The Influence of Sampling Density on Bayesian Age-Depth Models and Paleoclimatic Reconstructions - Lessons Learned from Lake Titicaca - Bolivia/Peru

Abstract:

Lake Titicaca is one of the most important archives of paleoclimate in tropical South America, and prior studies have elucidated patterns of climate variation at varied temporal scales over the past 0.5 Ma. Yet, slow sediment accumulation rates in the main deeper basin of the lake have precluded analysis of the lake's most recent history at high resolution. To obtain a paleoclimate record of the last few millennia at multi-decadal resolution, we obtained five short cores, ranging from 139 to 181 cm in length, from the shallower Wiñaymarka sub-basin of of Lake Titicaca, where sedimentation rates are higher than in the lake's main basin. Selected cores have been analyzed for their geochemical signature by scanning XRF, diatom stratigraphy, sedimentology, and for ¹⁴C age dating. A total of 72 samples were ¹⁴C-dated using a Gas Ion Source automated high-throughput method for carbonate samples (mainly Littoridina sp. and Taphius montanus gastropod shells) at NOSAMS (Woods Hole Oceanographic Institute) with an analytical precision higher than 2%. The method has lower analytical precision compared with traditional AMS radiocarbon dating, but the lower cost enables analysis of a larger number of samples, and the error associated with the lower precision is relatively small for younger samples (< ~8,000 years).
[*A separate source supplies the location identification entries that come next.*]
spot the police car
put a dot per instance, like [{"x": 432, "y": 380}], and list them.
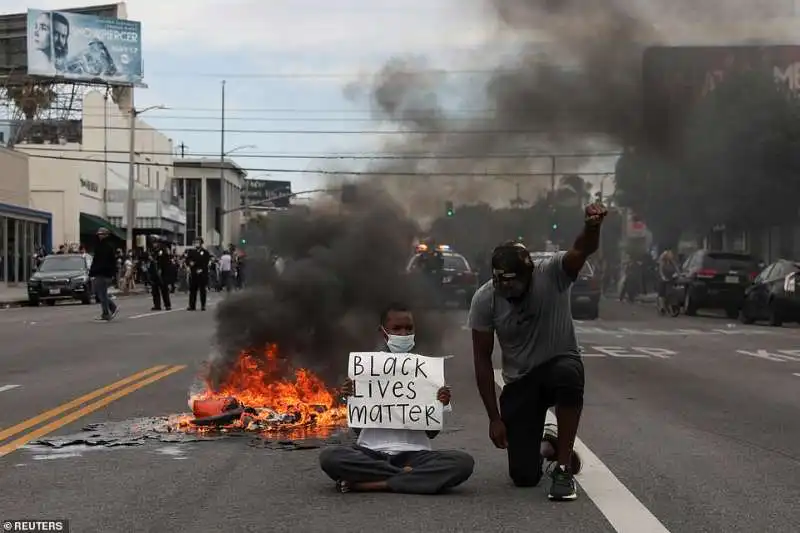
[{"x": 449, "y": 270}]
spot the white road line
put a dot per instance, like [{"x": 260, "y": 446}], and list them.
[
  {"x": 152, "y": 313},
  {"x": 624, "y": 512}
]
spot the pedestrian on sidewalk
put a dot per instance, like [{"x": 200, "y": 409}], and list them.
[
  {"x": 527, "y": 306},
  {"x": 198, "y": 259},
  {"x": 102, "y": 271},
  {"x": 160, "y": 264}
]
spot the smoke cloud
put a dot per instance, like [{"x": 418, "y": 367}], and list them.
[
  {"x": 343, "y": 265},
  {"x": 572, "y": 84}
]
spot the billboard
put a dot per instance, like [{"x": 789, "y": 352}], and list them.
[
  {"x": 255, "y": 191},
  {"x": 676, "y": 79},
  {"x": 84, "y": 47}
]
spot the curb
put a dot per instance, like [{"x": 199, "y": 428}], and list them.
[{"x": 13, "y": 304}]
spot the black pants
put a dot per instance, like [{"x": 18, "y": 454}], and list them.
[
  {"x": 431, "y": 472},
  {"x": 198, "y": 282},
  {"x": 523, "y": 407},
  {"x": 160, "y": 291}
]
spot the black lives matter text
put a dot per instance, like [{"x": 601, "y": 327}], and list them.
[{"x": 395, "y": 391}]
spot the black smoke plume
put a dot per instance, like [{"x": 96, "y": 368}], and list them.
[
  {"x": 342, "y": 265},
  {"x": 570, "y": 82}
]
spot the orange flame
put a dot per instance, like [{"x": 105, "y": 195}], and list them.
[{"x": 304, "y": 404}]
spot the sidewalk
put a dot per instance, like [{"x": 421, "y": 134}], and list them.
[{"x": 18, "y": 296}]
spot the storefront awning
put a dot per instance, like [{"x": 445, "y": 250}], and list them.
[{"x": 91, "y": 223}]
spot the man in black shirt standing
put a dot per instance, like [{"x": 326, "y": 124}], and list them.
[
  {"x": 198, "y": 259},
  {"x": 102, "y": 271},
  {"x": 160, "y": 266}
]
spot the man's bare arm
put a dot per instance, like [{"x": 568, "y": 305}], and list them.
[
  {"x": 482, "y": 347},
  {"x": 585, "y": 245}
]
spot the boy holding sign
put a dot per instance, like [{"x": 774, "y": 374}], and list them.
[{"x": 395, "y": 405}]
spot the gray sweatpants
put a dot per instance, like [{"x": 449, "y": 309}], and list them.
[{"x": 431, "y": 472}]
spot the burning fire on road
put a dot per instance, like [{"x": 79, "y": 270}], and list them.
[{"x": 254, "y": 398}]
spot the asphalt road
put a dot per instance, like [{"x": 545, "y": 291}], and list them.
[{"x": 691, "y": 425}]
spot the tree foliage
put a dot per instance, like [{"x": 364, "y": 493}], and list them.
[{"x": 737, "y": 163}]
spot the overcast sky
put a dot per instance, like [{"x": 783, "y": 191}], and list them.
[{"x": 286, "y": 63}]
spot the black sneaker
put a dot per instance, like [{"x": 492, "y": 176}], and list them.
[
  {"x": 551, "y": 436},
  {"x": 563, "y": 486}
]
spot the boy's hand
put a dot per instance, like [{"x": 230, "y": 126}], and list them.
[
  {"x": 347, "y": 387},
  {"x": 444, "y": 395}
]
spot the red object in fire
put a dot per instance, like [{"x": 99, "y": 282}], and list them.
[{"x": 214, "y": 406}]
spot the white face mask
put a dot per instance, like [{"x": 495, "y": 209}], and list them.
[{"x": 399, "y": 343}]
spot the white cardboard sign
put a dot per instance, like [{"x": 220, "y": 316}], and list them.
[{"x": 395, "y": 391}]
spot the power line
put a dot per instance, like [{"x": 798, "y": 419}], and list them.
[
  {"x": 299, "y": 119},
  {"x": 332, "y": 75},
  {"x": 357, "y": 156},
  {"x": 339, "y": 132},
  {"x": 342, "y": 172}
]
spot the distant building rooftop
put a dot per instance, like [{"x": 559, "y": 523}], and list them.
[{"x": 208, "y": 162}]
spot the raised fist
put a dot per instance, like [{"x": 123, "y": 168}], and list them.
[{"x": 595, "y": 213}]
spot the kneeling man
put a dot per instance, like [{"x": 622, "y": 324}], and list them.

A 172-cm-long core was divided into centimeter long sections, and 47 ¹⁴C dates were obtained from 1-cm intervals, averaging one date every 3-4 cm. The other cores were radiocarbon dated with a sparser sampling density that focused on visual unconformities and shell beds. The high-resolution radiocarbon analysis reveals complex sedimentation patterns in visually continuous sections, with abundant indicators of bioturbated or reworked sediments and periods of very rapid sediment accumulation. These features are not evident in the sparser sampling strategy but have significant implications for reconstructing past lake level and paleoclimatic history.